Taiwanese tire maker Cheng Shin Rubber Industry Co (正新橡膠) is planning to invest in Indonesia as part of its efforts to increase its presence in the ASEAN market.
The board of the world’s ninth-largest tire maker on Tuesday approved the NT$2.36 billion (US$80.1 million) investment proposal to build the company’s 11th plant in Indonesia.
The Indonesian plant is to be the company’s third operation in Southeast Asia after Thailand and Vietnam, according to information posted on its Web site.
The new investment plan, made public in a filing to the Taiwan Stock Exchange on Tuesday, comes as more Taiwanese manufacturers are fine-tuning their foreign investment strategy as production costs rise in China.
Changhua County-based Cheng Shin had about 65 percent sales exposure to the Chinese market in the first half of the year.
Indonesia, the largest of the fast-growing ASEAN countries, has a promising outlook, with its economy forecast to expand by between 5.5 percent and 5.9 percent this year, and between 5.8 and 6.2 percent next year, Bank Indonesia said last month.
“We like the investment for several reasons,” Credit Suisse Securities analyst Jeremy Chen (陳建名) yesterday said in a note. “First, Indonesia is a vast, growing market for tires and, second, motorcycle tires are one of Cheng Shin’s strongest products, with a gross margin of more than 30 percent.”
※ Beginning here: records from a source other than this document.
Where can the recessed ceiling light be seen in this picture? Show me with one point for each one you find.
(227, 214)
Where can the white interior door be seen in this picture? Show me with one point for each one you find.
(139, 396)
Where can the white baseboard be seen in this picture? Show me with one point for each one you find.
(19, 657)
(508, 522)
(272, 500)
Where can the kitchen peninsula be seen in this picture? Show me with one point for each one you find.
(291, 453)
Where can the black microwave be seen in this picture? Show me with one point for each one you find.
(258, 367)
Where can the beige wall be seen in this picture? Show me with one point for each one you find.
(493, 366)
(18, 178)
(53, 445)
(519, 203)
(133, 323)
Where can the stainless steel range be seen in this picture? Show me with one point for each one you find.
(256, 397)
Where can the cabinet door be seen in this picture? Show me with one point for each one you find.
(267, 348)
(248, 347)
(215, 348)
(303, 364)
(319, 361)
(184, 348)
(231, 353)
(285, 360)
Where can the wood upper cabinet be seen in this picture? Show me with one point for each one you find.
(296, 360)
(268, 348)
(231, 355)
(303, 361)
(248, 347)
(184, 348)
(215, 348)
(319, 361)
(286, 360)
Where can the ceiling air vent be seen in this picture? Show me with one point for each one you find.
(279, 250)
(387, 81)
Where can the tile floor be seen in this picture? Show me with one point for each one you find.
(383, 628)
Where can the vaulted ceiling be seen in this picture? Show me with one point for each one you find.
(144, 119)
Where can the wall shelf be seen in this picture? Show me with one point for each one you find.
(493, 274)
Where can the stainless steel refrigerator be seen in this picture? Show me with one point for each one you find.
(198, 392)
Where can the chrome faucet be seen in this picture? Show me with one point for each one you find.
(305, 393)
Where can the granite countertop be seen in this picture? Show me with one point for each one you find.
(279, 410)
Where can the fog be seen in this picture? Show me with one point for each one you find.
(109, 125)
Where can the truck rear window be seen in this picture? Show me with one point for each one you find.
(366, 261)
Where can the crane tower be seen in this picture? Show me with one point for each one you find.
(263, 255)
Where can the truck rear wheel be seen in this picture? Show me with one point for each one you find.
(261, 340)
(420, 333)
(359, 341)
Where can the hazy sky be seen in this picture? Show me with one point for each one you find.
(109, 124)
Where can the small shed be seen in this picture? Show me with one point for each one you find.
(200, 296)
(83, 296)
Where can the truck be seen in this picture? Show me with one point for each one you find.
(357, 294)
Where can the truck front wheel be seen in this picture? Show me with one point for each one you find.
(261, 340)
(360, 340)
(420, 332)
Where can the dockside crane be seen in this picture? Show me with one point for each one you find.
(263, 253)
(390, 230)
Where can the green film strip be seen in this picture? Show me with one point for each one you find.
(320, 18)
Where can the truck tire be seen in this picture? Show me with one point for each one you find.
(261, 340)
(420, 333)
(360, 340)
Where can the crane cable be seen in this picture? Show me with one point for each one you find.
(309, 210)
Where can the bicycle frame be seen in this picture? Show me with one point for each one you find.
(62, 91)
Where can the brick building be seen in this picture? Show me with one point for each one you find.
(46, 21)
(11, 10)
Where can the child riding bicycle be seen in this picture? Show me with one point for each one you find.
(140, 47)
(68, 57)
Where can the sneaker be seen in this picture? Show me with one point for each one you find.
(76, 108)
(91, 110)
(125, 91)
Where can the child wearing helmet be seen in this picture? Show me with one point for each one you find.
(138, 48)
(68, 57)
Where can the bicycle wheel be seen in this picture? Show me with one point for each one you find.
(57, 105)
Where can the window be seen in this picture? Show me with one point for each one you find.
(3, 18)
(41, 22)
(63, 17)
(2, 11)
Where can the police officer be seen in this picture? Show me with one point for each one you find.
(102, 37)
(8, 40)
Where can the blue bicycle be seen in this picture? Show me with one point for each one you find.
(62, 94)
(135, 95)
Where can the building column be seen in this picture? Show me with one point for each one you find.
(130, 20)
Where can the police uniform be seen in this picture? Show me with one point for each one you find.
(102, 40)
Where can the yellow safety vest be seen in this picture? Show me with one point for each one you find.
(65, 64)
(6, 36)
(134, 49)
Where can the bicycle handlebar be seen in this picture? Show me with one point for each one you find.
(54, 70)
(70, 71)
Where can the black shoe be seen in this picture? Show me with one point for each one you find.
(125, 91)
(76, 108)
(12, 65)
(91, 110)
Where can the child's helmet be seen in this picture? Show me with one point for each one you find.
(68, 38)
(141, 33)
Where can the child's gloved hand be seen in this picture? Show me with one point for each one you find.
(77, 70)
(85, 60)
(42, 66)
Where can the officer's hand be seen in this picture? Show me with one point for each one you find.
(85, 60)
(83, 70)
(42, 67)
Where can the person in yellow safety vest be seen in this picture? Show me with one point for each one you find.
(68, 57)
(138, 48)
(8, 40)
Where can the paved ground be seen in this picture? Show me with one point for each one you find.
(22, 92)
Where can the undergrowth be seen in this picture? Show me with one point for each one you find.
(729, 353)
Chen said he also welcomes the investment plan because it will allow Cheng Shin to lessen its investment risk in China, while taking advantage of the natural rubber supply in Indonesia, which is the world’s second-largest rubber producer after Thailand.
The company is expected to begin building the plant by the end of next year on a 27-hectare plot of land outside Jakarta. Production will initially focus on motorcycle tires and gradually shift to tire products for passenger vehicles, according to the company.
However, Credit Suisse said Cheng Shin faces competition from global tire makers that have already established manufacturing facilities there, including South Korean tire makers Hankook Tire Co and Kumho Tire Co; Pirelli Tire LLC of Italy; British tire maker Dunlop Inc; Japan’s Bridgestone Corp and Gajah Tunggal — the largest tire maker in Indonesia and Southeast Asia.
Yuanta Securities Co (元大證券) analyst Leslie Kuo (郭建華) said in a note yesterday that the Taiwanese firm is unlikely to see material sales or earnings contribution from the Indonesian plant in the near future, as its construction will take up to two years to complete.
Given this, Yuanta maintained its forecasts of the company’s earnings per share at NT$5.93 this year and NT$6.37 next year.
During the first six months of the year, Cheng Shin’s net profit increased 89.4 percent annually to NT$11.41 billion, or NT$2.74 per share, while revenue in the first nine months rose 1.72 percent to NT$100.56 billion from a year earlier, company data showed.
Credit Suisse yesterday retained its “outperform” rating on Cheng Shin shares, with a target price of NT$100, while Yuanta kept its target price at NT$84, along with a “hold-outperform” rating.
Cheng Shin closed 0.88 percent lower at NT$79.3 yesterday on the local bourse.